Finite Markov Decision Process


Fig. 34 Markov decision process. Schematic of the agent-environment interaction.

After this introductory example, we introduce the idealized form of reinforcement learning with a Markov decision process (MDP). At each time step \(t\), the agent starts from a state \(S_t\in \mathcal{S}\), performs an action \(A_t\in\mathcal{A}\), which, through interaction with the environment, leads to a reward \(R_{t+1}\in \mathcal{R}\) and moves the agent to a new state \(S_{t+1}\). This agent-environment interaction is schematically shown in Fig. 34. Note that we assume the space of all actions, states, and rewards to be finite, such that we talk about a finite MDP.

For our toy example, the sensor we have only shows whether the water level is high (h) or low (l), so that the state space of our agent is \(\mathcal{S} = \{ {\rm h}, {\rm l} \}\). In both cases, our agent can choose to turn the growth lamps on or off, or in the case of low water, he can choose to send us a message so we can go and water the plants. The available actions are thus \(\mathcal{A} = \{{\rm on}, {\rm off}, {\rm text}\}\). When the growth lamps are on, the plants grow faster, which leads to a bigger reward, \(r_{\rm on} > r_{\rm off}>0\). Furthermore, there is a penalty for texting us, but an even bigger penalty for letting the plants die, \(0 > r_{\rm text} > r_{\rm fail}\).

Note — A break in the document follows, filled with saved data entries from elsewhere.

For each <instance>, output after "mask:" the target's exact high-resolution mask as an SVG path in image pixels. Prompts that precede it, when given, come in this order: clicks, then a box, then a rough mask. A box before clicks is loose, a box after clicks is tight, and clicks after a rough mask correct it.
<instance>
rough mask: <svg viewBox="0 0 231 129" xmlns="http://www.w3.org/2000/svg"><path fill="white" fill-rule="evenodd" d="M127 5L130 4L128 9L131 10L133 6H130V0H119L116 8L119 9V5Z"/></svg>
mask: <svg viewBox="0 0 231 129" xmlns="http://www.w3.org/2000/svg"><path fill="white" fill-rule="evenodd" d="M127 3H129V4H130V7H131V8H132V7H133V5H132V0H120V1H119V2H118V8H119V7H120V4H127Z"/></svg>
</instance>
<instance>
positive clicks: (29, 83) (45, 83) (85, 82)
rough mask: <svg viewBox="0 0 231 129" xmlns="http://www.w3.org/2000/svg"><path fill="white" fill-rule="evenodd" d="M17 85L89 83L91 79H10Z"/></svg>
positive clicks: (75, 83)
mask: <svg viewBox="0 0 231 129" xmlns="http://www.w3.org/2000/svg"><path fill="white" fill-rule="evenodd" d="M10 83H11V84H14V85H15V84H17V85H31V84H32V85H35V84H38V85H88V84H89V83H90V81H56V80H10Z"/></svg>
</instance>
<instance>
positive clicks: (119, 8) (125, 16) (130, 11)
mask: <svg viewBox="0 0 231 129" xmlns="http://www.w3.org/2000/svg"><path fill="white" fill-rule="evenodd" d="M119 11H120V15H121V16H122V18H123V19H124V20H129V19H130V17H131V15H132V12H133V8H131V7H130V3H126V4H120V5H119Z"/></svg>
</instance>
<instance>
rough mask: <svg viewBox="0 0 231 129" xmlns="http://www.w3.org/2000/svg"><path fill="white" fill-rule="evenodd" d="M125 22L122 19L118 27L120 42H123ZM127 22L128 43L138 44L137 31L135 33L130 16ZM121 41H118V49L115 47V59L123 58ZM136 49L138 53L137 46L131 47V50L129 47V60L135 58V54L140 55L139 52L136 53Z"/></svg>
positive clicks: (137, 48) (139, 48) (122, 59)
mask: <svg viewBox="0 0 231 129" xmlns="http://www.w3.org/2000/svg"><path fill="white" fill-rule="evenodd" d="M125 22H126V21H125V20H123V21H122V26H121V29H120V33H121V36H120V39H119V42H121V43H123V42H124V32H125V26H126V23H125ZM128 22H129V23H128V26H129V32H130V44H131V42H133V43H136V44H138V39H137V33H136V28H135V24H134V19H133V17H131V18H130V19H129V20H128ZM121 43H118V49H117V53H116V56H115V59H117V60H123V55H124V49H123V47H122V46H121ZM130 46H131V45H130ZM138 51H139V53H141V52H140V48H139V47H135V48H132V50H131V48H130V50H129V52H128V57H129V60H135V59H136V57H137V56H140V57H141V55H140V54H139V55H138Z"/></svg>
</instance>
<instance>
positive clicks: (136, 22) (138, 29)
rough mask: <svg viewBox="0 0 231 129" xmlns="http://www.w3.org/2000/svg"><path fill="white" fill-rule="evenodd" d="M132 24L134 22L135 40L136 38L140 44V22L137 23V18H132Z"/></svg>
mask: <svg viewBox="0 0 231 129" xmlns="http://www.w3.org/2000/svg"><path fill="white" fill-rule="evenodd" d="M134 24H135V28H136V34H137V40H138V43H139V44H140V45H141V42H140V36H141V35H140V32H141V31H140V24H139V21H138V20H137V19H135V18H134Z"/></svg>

A model of the environment provides the probability of ending in state \(s'\) with reward \(r\), starting from a state \(s\) and choosing the action \(a\), \(p(s', r | s, a)\). In this case, the dynamics of the Markov decision process is completely characterized. Note that the process is a Markov process, since the next state and reward only depend on the current state and chosen action.

In our toy example, being in state ‘high’ and having the growth lamp on will provide a reward of \(r_{\rm on}\) and keep the agent in ‘high’ with probability \(p({\rm h}, r_{\rm on} | \rm {h}, {\rm on}) = \alpha\), while with \(1-\alpha\) the agent will end up with a low water level. However, if the agent turns the lamps off, the reward is \(r_{\rm off}\) and the probability of staying in state ‘high’ is \(\alpha' > \alpha\). For the case of a low water level, the probability of staying in low despite the lamps on is \(p({\rm l}, r_{\rm on} | \rm {l}, {\rm on}) = \beta\), which means that with probability \(1 - \beta\), our plants run out of water. In this case, we will need to get new plants and we will water them , of course, such that \(p({\rm h}, r_{\rm fail} | \rm {l}, {\rm on}) = 1-\beta\). As with high water levels, turning the lamps off reduces our rewards, but increases our chance of not losing the plants, \(\beta' > \beta\). Finally, if the agent should choose to send us a text, we will refill the water, such that \(p({\rm h}, r_{\rm text} | {\rm l}, {\rm text}) = 1\). The whole Markov process is summarized in the transition graph in Fig. 35.

From the probability for the next reward and state, we can also calculate the expected reward starting from state \(s\) and choosing action \(a\), namely

\[r(s, a) = \sum_{r\in\mathcal{R}} r \sum_{s'\in\mathcal{S}} p(s', r | s, a).\]

Obviously, the value of an action now depends on the state the agent is in, such that we write \(q_* (s, a)\). Alternatively, we can also assign to each state a value \(v_*(s)\), which quantizes the optimal reward from this state.


Fig. 35 Transition graph of the MDP for the plant-watering agent. The states ‘high’ and ‘low’ are denoted with large circles, the actions with small black circles, and the arrows correspond to the probabilities and rewards.

Finally, we can define what we want to accomplish by learning: knowing our current state \(s\), we want to know what action to choose such that our future total reward is maximized. Importantly, we want to accomplish this without any prior knowledge of how to optimize rewards directly. This poses yet another question: what is the total reward? We usually distinguish tasks with a well-defined end point \(t=T\), so-called episodic tasks, from continuous tasks that go on for ever. The total reward for the former is simply the total return

\[G_t = R_{t+1} + R_{t+2} + R_{t+3} + \cdots + R_T.\]

As such a sum is not guaranteed to converge for a continuous task, the total reward is the discounted return

(50)\[G_t = R_{t+1} + \gamma R_{t+2} + \gamma^2 R_{t+3} + \cdots = \sum_{k=0}^\infty \gamma^k R_{t+k+1},\]

with \(0 \leq \gamma < 1\) the discount rate. Equation (50) is more general and can be used for an episodic task by setting \(\gamma = 1\) and \(R_t = 0\) for \(t>T\). Note that for rewards which are bound, this sum is guaranteed to converge to a finite value.